Le atmosfere di questo splendido romanzo riecheggiano i mondi fantastici di Tolkien e della migliore tradizione del fantasy epico, trasportandoci dolcemente in un universo antico, intriso di una magia silenziosa, presente ma non più predominante. Nonostante gli echi letterari, dal Signore degli Anelli alle Cronache di Shannara, l’autore, Vincenzo Romano riesce a fare propria la tradizione e ad usarla come trampolino di lancio per catapultarci in una realtà che ha il sapore della novità e il gusto dell’ignoto. Un mondo partorito completamente dalla mente dello scrittore saluta il lettore dalla prima pagina del romanzo, stampato nero su bianco e racchiuso in una cartina geografica precisa e accurata, come nei migliori libri di genere. Questo autore sa esattamente come strutturare un racconto dalle fondamenta solide, che trae la propria linfa vitale da una trama ben costruita e sapientemente sviluppata. La narrazione scorre piacevolmente grazie al perfetto equilibrio tra scene d’azione e momenti di riflessione in cui viene lasciato spazio a spiegazioni e rivelazioni. Il mistero continua comunque ad avvolgere le pagine per buona parte del romanzo, le informazioni sono ben dosate in modo da tenere sempre sveglia l’attenzione e non cedere mai il passo alla noia. Essendo questo il primo capitolo della saga, anche la conclusione rimane oscura ma estremamente intrigante, terminando con un colpo di scena che lascia il lettore sull’orlo di un cliffhanger inaspettato e tanto più gradito.

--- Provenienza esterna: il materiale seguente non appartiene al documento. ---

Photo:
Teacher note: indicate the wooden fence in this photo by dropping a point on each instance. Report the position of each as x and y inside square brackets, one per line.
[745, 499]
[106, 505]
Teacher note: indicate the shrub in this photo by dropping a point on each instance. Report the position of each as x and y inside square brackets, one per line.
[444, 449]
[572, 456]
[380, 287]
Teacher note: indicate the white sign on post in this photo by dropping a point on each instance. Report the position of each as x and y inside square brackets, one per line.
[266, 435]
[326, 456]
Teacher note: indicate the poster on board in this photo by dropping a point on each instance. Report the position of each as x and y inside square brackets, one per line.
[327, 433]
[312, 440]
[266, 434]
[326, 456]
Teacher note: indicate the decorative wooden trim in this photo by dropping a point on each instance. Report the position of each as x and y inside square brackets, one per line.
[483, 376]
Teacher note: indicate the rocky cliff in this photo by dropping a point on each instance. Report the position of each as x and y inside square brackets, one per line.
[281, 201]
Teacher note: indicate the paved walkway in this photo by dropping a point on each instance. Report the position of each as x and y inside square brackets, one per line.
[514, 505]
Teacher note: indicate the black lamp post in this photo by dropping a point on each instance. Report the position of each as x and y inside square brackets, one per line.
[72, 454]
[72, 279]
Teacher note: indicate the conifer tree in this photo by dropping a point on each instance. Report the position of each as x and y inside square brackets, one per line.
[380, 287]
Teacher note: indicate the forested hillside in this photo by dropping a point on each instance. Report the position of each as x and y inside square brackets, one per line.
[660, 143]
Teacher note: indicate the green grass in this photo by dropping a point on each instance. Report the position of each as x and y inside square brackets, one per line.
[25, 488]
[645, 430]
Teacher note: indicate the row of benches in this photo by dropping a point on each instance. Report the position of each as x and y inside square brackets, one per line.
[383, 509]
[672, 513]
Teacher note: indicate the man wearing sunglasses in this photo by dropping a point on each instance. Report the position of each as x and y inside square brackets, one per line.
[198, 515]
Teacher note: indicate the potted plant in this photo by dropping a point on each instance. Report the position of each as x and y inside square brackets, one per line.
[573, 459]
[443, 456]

Lo stile di Vincenzo Romano è essenziale, diretto, molto vivido e concreto. Periodi mai troppo lunghi, con poche subordinate e frequenti punti imprimono un ritmo incalzante alla narrazione acuendo il senso di urgenza del lettore che difficilmente riesce a fermarsi, divorato dalla curiosità. Le descrizioni ritraggono con dovizia di particolari, mai superflui, le ambientazioni, gli edifici, i meccanismi delle macchine. Entrando nello specifico, l’uso della terminologia appropriata testimonia la grande padronanza degli argomenti e la minuziosa ricerca linguistica che contribuiscono a rendere questo fantasy maturo e realistico. Dalla ruota idraulica, alle strutture architettoniche fino alla vivida descrizione degli scontri, questo romanzo è scritto con maestria.

I personaggi sono poi l’inaspettato trionfo dell’empatia, molto umani nonostante i loro natali, sono descritti in modo realistico, psicologicamente approfonditi e ben caratterizzati. I due protagonisti sono diversi eppure molto simili per via della loro natura a metà tra un mondo e l’altro. Entrambi non voluti, mai accettati dalla società, sono costretti a percorrere un cammino diverso dagli altri che li porterà a crescere, a viaggiare in luoghi straordinari e in se stessi, fino alla radice della loro vera essenza. Il lettore è portato spontaneamente a scoprire con i due giovani un universo nuovo, con le sue leggi magiche e il suo naturale ordine delle cose, la sua storia passata, presente e a sbirciare in quella che potrebbe essere la storia futura. Entrare in sintonia con i protagonisti, simpatizzare per altri personaggi e interrogarsi sugli scopi di chi non vuole ovviamente rivelarli è un meccanismo tanto spontaneo da farci sentire presi per mano, lungo questo viaggio, e guidati fino all’ultima parola dell’ultima pagina con la sensazione di non voler lasciar andare quelle dita di inchiostro a cui ormai ci sentiamo legati.
Consiglierei questo avvincente e coinvolgente romanzo ad un pubblico tanto maschile quanto femminile dall’adolescenza in su. Si tratta di un libro che merita di essere letto, ricordato e valorizzato. Perché anche se è vero che “siamo mezzosangue, non ci amano” (cit.), i lettori li ameranno eccome!